[Solved] Counting efficiently pairs of strings, which together contain all the vowels


Suppose you have a very large number of strings. Your algorithm will compare all the strings between them, and thats a terrible number of iterations.

Radical improvement:

New approach

Build a map that associates a string of ordered unique vowels (e.g. “ae”) to a list of all the string found that contains exactly these unique vowels, whatever the number of repetition and the order. For example:

ao -> aaooaoaooa, aoa, aaooaaooooooo  (3 words)
uie -> uiieieiieieuuu, uuuuiiiieeee   (2 words)
aeio -> aeioooeeiiaiei                (1 word)

Of course, that’s a lot of strings, so in your code, you would use your bitmap rather than the string of ordered unique vowels. Also note that you don’t want to produce the list of combined string, but only their count. So you don’t need the list of all string occurenes, but just to maintain the count of strings matching the bitmap:

16385 -> 3 
1048848 -> 2
16657 -> 1  

Then look at the winning combinations between the mapping existing indexes, like you did it. For a large list of strings, you would have a much smaller list of mapping indexes, so that would be a significant improvement.

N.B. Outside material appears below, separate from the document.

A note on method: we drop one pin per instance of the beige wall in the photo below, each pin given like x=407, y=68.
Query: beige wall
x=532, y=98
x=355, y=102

For each winning combination take the size of the first list of strings time the size of the second list of strings to increase your count.

16385 1048848 is complete -> 3 x 2 = 6 combinations
1048848 16657 is complete -> 2 x 1 = 2 combinations 
                                    ---
                                     8 potential combinations  

What’s the improvement ?

These combinations were found by analysing 3×2 bitmaps, rather than looking at 6×5 bitmaps corresponding to the unique strings. A gain by a significant order of magnitude if you have larger number of strings.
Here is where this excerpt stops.